Any additional nutrients applied to C&H's fields should limit the slurry specifically for its phosphorus concentrations, researchers determined. Continued application at the rate it was applied from 2014 to 2018 would result in enough phosphorus in the soil to run off into nearby waters.

The facility had statistically significant increases in nitrate concentrations in a stream and water well on facility property, researchers concluded. Tests of other substances suggest that the concentrations are not attributable to holding pond manure.

Two storms in May and December 2015 put large amounts of nutrients in Big Creek. Those storms contributed the majority of the five-year overall nutrient loading into the creek. As a result, researchers recommend that conservation measures to minimize nutrients runoff be focused on the manure and method of application, versus managing the transport of the manure.

Researchers found phosphorus and nitrogen concentrations in Big Creek to be higher downstream of C&H than from upstream, but not at statistically significant amounts when adjusting for stream flow variability.

"Concentrations in Big Creek were similar to other watersheds in this region with similar land use, suggesting limited impact of the CAFO on Big Creek at the present time," the report reads. "However, this does not preclude future impacts of agricultural and urban operations in the watershed."

PARTIAL BAN

The partial ban is for federally classified medium and large hog farms in the Buffalo National River's watershed. That's a slightly smaller watershed than the whole Buffalo River, which is 15 miles longer than the National River designation.

Farms are federally classified as small, medium or large. Medium hog farms are defined as having 750 or more swine of more than 55 pounds, or 3,000 or more swine of 55 pounds or less.

Some comments questioned whether the proposal, as written, would actually prevent hog farms as large as C&H from being constructed within the watershed.

Hog farms often have combinations of the two weight classes of pigs. The proposed ban does not explain how to calculate whether a hog farm meets the size threshold if combining the two weight classes of pigs.

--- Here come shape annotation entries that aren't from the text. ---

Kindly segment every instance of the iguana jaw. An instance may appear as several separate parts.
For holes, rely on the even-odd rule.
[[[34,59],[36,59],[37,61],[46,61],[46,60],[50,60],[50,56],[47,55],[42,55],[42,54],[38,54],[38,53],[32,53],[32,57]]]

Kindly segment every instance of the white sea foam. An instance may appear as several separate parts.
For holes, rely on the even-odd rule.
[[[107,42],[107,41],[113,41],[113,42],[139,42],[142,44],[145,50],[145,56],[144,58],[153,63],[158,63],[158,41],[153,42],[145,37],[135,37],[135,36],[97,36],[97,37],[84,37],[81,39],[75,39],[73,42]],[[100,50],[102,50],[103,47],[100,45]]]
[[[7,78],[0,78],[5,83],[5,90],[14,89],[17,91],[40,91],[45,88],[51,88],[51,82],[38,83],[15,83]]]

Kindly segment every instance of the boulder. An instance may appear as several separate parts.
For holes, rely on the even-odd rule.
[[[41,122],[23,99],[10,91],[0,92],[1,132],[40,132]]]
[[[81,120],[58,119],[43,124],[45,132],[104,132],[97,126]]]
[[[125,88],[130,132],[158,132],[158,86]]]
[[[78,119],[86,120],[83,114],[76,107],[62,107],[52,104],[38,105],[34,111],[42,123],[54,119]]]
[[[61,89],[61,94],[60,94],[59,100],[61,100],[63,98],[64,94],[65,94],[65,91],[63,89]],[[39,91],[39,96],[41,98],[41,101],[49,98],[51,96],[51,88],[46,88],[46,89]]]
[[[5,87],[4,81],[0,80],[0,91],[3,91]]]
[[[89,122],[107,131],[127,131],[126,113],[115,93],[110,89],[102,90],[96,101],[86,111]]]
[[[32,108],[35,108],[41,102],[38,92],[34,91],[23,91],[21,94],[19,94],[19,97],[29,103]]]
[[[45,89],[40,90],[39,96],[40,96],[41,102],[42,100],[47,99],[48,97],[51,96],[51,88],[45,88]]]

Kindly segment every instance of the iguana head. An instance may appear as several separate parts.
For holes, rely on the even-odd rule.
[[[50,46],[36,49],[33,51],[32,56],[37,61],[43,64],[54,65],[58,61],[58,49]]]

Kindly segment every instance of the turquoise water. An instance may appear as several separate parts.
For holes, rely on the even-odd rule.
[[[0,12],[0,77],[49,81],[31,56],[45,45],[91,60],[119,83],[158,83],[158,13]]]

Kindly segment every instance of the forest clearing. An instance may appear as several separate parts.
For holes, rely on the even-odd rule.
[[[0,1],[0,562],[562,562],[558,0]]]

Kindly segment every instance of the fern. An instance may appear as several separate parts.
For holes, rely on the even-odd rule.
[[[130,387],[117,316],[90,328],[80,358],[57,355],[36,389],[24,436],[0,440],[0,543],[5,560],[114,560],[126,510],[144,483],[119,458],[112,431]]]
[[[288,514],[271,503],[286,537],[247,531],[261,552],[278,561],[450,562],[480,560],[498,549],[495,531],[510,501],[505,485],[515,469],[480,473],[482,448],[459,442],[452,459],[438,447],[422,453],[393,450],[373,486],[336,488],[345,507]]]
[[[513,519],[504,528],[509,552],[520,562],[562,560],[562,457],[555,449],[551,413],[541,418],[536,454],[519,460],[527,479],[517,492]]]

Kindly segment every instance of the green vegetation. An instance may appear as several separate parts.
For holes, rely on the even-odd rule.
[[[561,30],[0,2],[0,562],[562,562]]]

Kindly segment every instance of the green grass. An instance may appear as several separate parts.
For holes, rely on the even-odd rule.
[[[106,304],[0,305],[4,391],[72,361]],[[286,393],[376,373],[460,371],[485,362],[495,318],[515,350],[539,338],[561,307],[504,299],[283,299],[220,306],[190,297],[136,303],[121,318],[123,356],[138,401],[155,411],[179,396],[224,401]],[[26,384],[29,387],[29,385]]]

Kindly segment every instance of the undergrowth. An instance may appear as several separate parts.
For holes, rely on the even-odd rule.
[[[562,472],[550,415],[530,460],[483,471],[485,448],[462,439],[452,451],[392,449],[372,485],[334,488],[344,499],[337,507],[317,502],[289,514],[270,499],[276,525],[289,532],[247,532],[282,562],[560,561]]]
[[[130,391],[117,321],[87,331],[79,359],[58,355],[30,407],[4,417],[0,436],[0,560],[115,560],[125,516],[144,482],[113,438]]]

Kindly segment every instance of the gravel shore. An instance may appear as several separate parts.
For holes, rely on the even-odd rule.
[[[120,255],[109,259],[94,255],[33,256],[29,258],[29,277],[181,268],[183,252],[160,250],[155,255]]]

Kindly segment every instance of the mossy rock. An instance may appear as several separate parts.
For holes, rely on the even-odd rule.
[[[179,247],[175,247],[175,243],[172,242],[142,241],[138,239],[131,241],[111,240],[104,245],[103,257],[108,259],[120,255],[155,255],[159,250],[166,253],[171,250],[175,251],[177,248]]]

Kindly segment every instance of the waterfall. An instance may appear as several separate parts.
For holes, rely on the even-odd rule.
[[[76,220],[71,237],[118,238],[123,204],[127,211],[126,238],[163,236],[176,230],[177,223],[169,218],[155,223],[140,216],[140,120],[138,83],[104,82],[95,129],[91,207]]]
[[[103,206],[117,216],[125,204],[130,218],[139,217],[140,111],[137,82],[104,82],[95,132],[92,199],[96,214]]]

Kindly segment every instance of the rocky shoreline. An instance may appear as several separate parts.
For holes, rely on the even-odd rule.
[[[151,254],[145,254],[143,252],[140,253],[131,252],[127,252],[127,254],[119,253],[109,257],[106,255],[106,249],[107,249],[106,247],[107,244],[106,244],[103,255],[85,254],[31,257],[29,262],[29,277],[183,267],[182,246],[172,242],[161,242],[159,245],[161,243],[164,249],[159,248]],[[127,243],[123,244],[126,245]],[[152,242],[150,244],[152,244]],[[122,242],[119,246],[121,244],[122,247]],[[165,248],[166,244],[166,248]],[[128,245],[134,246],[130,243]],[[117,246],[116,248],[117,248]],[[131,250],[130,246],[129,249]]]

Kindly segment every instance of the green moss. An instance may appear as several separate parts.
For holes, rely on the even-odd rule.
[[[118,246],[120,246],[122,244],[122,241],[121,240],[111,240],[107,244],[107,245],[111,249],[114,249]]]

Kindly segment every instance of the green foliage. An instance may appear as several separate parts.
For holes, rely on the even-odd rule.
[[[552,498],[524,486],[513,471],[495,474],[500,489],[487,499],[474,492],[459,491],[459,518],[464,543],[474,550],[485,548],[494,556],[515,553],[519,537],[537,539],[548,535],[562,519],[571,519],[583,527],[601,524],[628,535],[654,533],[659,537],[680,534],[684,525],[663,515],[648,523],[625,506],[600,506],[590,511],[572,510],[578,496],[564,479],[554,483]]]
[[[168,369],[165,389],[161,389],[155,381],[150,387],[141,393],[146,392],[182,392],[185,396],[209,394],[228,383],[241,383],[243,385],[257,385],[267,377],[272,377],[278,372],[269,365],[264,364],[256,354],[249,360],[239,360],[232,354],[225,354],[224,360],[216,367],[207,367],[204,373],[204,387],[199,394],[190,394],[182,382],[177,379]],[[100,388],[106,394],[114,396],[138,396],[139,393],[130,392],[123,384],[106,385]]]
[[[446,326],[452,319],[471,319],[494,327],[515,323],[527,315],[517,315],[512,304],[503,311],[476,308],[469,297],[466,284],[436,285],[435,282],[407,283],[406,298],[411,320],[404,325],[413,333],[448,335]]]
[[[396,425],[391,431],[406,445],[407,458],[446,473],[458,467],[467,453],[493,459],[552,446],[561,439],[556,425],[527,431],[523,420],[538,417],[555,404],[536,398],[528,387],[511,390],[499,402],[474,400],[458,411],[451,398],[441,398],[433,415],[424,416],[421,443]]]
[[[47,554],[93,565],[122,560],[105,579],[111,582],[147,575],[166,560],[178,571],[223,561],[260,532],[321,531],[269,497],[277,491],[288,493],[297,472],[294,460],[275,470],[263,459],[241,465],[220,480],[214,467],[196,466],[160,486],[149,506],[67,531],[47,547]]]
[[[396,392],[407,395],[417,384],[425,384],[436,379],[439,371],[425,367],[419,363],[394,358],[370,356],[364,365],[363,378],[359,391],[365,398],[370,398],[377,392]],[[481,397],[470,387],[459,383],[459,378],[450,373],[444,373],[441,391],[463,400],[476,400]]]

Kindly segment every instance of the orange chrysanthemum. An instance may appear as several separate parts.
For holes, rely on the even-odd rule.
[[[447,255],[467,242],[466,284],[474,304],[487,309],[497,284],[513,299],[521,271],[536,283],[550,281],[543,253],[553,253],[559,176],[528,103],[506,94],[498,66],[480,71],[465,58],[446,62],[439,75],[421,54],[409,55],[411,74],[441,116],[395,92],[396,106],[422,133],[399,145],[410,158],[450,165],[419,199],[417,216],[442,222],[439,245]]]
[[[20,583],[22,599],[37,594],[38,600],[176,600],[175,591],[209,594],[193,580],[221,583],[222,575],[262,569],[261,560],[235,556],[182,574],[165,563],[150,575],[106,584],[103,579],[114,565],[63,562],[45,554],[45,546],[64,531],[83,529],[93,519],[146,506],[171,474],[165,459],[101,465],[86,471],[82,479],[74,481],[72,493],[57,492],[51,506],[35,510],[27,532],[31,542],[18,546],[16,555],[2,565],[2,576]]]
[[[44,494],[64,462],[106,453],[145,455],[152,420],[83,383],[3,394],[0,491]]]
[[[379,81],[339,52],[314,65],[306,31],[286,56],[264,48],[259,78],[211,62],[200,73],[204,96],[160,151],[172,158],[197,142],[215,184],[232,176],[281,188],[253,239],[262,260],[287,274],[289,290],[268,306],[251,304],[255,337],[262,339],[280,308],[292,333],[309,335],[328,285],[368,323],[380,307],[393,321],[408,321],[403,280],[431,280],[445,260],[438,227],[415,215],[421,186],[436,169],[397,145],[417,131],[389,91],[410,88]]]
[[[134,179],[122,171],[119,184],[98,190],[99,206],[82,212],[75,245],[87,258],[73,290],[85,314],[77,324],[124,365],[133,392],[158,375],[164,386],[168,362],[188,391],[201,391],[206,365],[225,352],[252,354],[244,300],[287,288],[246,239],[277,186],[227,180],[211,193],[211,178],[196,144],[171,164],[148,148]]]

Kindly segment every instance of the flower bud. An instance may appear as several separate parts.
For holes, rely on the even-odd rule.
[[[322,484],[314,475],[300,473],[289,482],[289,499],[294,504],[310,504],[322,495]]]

Several comments questioned why the proposed ban would be limited to hog farms while other animal farms can cause pollution concerns, as well. Poultry farming in Northwest Arkansas has long been blamed for excess nutrients in the Illinois River in Oklahoma.

Many comments hit on the same themes: calling the C&H Hog Farms permit a mistake, arguing that the karst topography of the region is unsuitable for sizable hog farms, and/or supporting broader restrictions in the watershed. The suggested restrictions include prohibiting small hog farms, barring other types of concentrated animal-feeding operations, and preventing the transport of hog manure and spread of hog manure on land within the Buffalo River's watershed.

Not all comments were about the proposed ban on medium and large hog farms.

The proposal places the entirety of two regulations up for amendment. Those are Regulation 5, which governs liquid animal waste management systems that are not allowed to discharge waste, and Regulation 6, which governs federal wastewater permits that allow for discharge.

The department altered numerous provisions within Regulation 6. Some were superficial changes from "Regulation" to "Rule" or "Six" to "6," but some, commenters argued, appeared to change permit application requirements and review processes for facilities that aren't animal farms.